Conditions at Present British Textile Biennial commission 2023
Outdoor installation of 25 windsocks
Whether used as a temporary shelter for recreation or as a permanent home and place to live in times of crisis and displacement, a tent can provide an opportunity to sleep under the stars or be the difference between life and death in protecting you from the elements.
Until recently most tents were made from cotton canvas, but with continued development in fabric manufacture the majority are now made from other lightweight man-made materials (polyester, nylon or composite textiles) and mass production has made them relatively cheap to purchase.
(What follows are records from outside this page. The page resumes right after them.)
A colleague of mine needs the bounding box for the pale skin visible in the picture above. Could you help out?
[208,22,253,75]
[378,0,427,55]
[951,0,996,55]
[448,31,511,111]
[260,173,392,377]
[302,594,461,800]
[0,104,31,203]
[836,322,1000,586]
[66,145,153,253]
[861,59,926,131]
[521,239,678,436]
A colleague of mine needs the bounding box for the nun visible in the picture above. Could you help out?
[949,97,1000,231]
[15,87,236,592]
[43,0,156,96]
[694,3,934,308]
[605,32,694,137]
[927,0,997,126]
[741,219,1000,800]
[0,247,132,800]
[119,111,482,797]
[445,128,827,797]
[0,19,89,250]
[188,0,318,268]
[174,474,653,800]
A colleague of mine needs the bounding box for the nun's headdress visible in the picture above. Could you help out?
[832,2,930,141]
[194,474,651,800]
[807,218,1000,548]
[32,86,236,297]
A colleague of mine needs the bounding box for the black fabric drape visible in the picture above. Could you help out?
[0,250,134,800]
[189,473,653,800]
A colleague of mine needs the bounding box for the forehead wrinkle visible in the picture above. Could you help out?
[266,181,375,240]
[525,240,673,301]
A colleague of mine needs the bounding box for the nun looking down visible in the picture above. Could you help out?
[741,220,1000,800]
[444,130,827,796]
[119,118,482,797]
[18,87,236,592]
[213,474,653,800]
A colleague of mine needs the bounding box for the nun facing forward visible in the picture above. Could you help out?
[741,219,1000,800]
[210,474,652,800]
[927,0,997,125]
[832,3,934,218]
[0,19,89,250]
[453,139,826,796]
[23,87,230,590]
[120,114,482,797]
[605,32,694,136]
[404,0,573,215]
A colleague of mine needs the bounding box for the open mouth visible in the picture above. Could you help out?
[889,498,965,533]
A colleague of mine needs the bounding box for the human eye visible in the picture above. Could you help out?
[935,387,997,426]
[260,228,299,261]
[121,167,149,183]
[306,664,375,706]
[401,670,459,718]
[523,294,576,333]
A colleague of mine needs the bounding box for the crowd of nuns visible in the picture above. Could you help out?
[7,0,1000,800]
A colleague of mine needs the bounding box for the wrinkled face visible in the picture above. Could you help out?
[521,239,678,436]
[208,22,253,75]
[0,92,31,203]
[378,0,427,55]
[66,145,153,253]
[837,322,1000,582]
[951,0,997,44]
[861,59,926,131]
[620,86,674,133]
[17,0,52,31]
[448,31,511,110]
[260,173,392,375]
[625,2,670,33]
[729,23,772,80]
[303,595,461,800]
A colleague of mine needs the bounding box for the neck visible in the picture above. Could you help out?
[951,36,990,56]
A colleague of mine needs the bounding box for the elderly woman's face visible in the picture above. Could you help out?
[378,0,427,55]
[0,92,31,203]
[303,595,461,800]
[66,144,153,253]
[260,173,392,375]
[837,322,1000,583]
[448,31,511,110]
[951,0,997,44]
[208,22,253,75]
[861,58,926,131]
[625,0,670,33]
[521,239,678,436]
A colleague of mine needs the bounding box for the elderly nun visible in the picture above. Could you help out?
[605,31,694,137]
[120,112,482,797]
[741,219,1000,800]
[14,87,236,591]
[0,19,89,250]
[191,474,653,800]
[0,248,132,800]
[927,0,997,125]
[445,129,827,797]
However, this affordability and disconnection with the origin of items we buy has encouraged throwaway, wasteful habits. Thousands think nothing of buying a tent for temporary use at a festival, only to leave it behind before returning home. But what are the social and environmental costs of producing something so cheaply and used only once? Shouldn’t we question who the workforce are and the conditions under which they work and how much energy and resources are used in their making and transportation?
Reusing fabric from discarded and broken festival tents, I made a large scale kinetic sculpture for the British Textile Biennial 2023, located on the front lawn of Towneley Hall.
I gathered my materials in the aftermath of a festival, and along with a team of volunteers I worked with charity FWRD (Festival Waste Reuse and Diversion), who collect unbroken, usable tents and redistribute them to homeless and refugee support groups.
With this material I made an installation of 25 windsocks.
From a grid of poles with swivel arms, the windsocks fly overhead. They move and change direction together: hang still, flap, flutter, wave and strain in different strengths of wind.
Rather than predictive, the windsocks serve as an indicator of current conditions: a barometer of the climate crisis we are already facing.
Each windsock, made from waste festival tent fabric, is 1.5 m in length (total length of 2 m with straps), on poles 5 m tall.
A short film was made for BTB23 showing the making of Conditions at Present
I was in conversation with Amber Butchart (dress and textile historian) for Episode 6 of Cloth Cultures along with Dr Mila Burcikova from the Centre for Sustainable Fashion. We talked about the work made for BTB23, plus gardening, fashion seasons, bees and weeds.